Hi, Jiya! I remember your previous post. Has nothing changed for the better in your family situation? I'm glad to hear you've got a boyfriend now.

dr
dr gerrwig
1y

The only thing proven to be effective against depression are antidepressants. They won’t magically solve all the problems, but they’ll level you out so that you don’t feel very low. Sadness and tiredness won’t be dominant in your life anymore, which will allow you to cope with other matters that are causing you so many worries. I’d encourage you to research the effectiveness of medication and all the positive stories.

Ev
Eve
1y

This maybe a strange question, but how old are you? Are you old enough to visit a gynecologist?

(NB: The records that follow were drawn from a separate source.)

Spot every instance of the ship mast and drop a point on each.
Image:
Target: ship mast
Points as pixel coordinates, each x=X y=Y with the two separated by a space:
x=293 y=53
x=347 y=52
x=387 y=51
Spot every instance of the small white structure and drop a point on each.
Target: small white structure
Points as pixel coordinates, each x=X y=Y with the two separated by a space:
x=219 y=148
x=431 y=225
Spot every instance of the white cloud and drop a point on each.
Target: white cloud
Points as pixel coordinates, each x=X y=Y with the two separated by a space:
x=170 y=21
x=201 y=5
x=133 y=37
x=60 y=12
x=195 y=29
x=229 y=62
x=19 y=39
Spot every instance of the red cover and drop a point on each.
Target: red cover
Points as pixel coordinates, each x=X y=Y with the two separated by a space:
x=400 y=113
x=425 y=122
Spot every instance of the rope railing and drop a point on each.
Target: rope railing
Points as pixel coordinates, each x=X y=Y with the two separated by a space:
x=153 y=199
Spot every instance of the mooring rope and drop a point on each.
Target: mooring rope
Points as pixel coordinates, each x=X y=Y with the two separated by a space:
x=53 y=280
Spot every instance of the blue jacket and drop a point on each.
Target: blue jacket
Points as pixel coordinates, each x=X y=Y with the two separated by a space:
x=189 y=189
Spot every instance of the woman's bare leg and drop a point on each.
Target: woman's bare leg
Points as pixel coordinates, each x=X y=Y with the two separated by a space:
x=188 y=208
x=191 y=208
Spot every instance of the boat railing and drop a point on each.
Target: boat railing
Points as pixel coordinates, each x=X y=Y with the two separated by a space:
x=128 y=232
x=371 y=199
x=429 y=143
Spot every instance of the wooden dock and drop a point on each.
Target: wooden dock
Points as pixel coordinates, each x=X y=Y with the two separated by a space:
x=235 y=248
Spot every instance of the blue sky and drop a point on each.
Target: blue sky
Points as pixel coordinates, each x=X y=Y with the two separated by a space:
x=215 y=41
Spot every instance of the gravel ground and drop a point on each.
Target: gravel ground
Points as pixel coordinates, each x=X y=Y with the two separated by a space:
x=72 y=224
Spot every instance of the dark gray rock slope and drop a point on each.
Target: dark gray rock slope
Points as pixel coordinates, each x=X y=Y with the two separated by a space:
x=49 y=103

I had my feelings all over the place, like you say. Then I visited my gynecologist, and after I started taking hormonal birth control, they keep me baseline. No more extreme outbursts or unexplainable sadness. On second thought, you can actually simply start with doing some basic checkups to see what’s with your hormonal levels. I think any doctor can prescribe those. Don’t give up!

Ai
Aileen
1y

Hi, your emotional state very much sounds like emotional dysregulation. I’m dealing with this too, and dialectical behavioral therapy has helped me quite a lot. It was actually here that I was advised to try DBT, so am passing on the knowledge! :)

jiya
1y
Author

@Irene melly

Yea nothing changed from family side.... I'm nervous 😓 for coming month also.